Now, look at how the SA community has felt of recent about BlackBerry:
While I realize that this isn't a "balance sheet" argument, it's a intuition one, contributors like Trefis, Bill Mauer, and Achilles Research are prolific contributors that make up the meat of this site's contents on some days. They also have good track records as investors. So, I'm always a bit more interested in lending an ear to SA analysts before I listen to the big guys on Wall Street. I'm sticking with the sentiment of my peers - BlackBerry is "sticking to the plan," BES 12 "looks promising," and I'll continue to "buy the uncertainty."

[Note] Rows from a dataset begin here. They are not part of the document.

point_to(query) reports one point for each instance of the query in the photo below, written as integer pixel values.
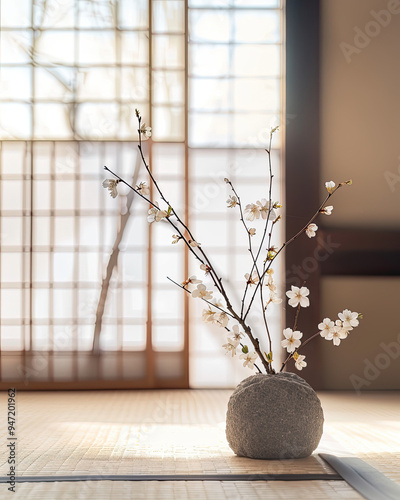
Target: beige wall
(360, 111)
(360, 139)
(369, 358)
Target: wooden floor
(182, 432)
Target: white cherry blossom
(337, 335)
(327, 210)
(111, 185)
(311, 230)
(143, 189)
(264, 206)
(208, 315)
(298, 296)
(145, 131)
(237, 335)
(252, 212)
(249, 359)
(299, 361)
(231, 346)
(202, 292)
(253, 279)
(221, 319)
(292, 339)
(349, 318)
(232, 201)
(327, 327)
(330, 186)
(205, 268)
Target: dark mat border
(177, 477)
(369, 482)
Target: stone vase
(274, 417)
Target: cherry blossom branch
(266, 224)
(216, 279)
(296, 316)
(290, 240)
(241, 345)
(204, 300)
(245, 327)
(300, 346)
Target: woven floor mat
(159, 432)
(108, 490)
(181, 432)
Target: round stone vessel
(274, 417)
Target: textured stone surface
(274, 417)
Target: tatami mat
(182, 432)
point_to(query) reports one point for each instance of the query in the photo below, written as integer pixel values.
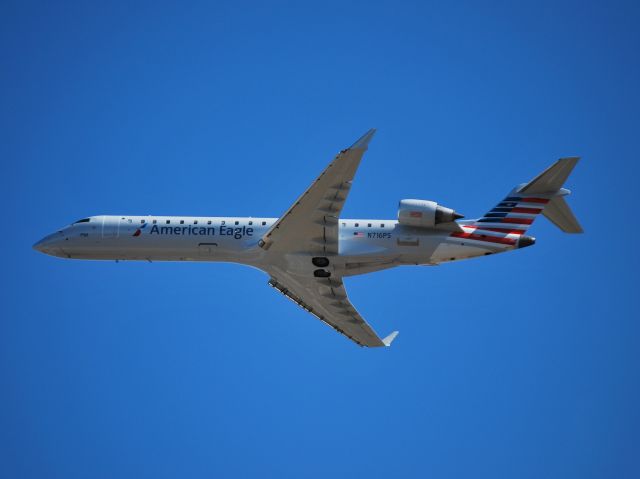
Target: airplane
(310, 249)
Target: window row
(195, 222)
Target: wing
(310, 225)
(326, 299)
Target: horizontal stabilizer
(551, 179)
(558, 212)
(389, 339)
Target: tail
(509, 220)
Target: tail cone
(525, 241)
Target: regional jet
(310, 249)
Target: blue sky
(520, 365)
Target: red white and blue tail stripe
(507, 222)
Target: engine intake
(424, 213)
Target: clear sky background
(521, 365)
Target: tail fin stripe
(531, 211)
(543, 201)
(519, 221)
(486, 239)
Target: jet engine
(424, 214)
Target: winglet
(389, 339)
(364, 140)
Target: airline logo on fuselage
(237, 232)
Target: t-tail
(510, 219)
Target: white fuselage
(364, 245)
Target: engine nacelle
(424, 214)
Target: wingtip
(363, 141)
(389, 339)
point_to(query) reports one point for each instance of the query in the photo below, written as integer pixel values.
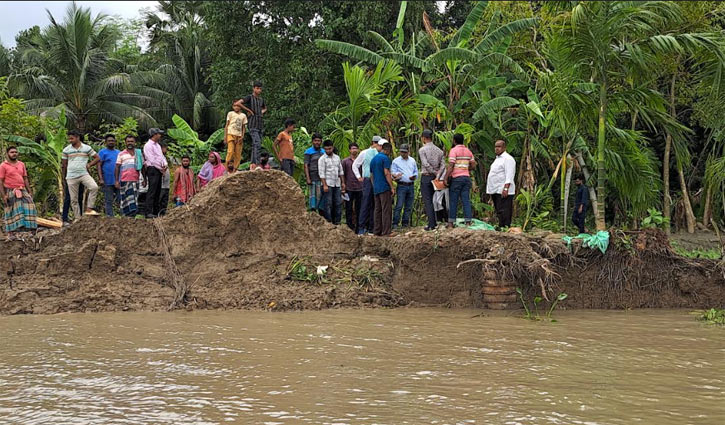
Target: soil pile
(247, 241)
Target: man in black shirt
(255, 107)
(580, 204)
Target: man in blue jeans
(404, 171)
(107, 173)
(460, 161)
(333, 182)
(255, 107)
(361, 169)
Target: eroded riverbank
(658, 367)
(234, 245)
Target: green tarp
(600, 240)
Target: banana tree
(357, 119)
(187, 141)
(49, 153)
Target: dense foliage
(630, 94)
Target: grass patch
(708, 254)
(714, 316)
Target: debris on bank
(247, 242)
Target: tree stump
(499, 294)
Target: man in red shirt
(16, 195)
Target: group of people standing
(365, 184)
(369, 181)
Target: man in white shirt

Thanks, fellow contributors.
Investment thesis: Like I am with both Elon Musk and Brian Moynihan, until John Chen gives me a reason not to trust him, I'm going to remain confident in the job that he's doing for BBRY. As these fundamentals remain in place and rock solid, it's easy for me to push money into BlackBerry as Mr. Market continues to drag the price down - I'm almost dumbfounded that the market can't see past the poor revenue numbers from this past quarter - which is seemingly the only true negative that I saw coming out of this report. As the public continues to learn that this isn't "BlackBerry the phone company" anymore, and that Chen needs to minimize before he can grow, I believe BBRY's stock will once again meander up through $10, on its way to $15. Long BBRY, best of luck to all investors.
Disclosure: I am long BBRY. I wrote this article myself, and it expresses my own opinions. I am not receiving compensation for it (other than from Seeking Alpha). I have no business relationship with any company whose stock is mentioned in this article.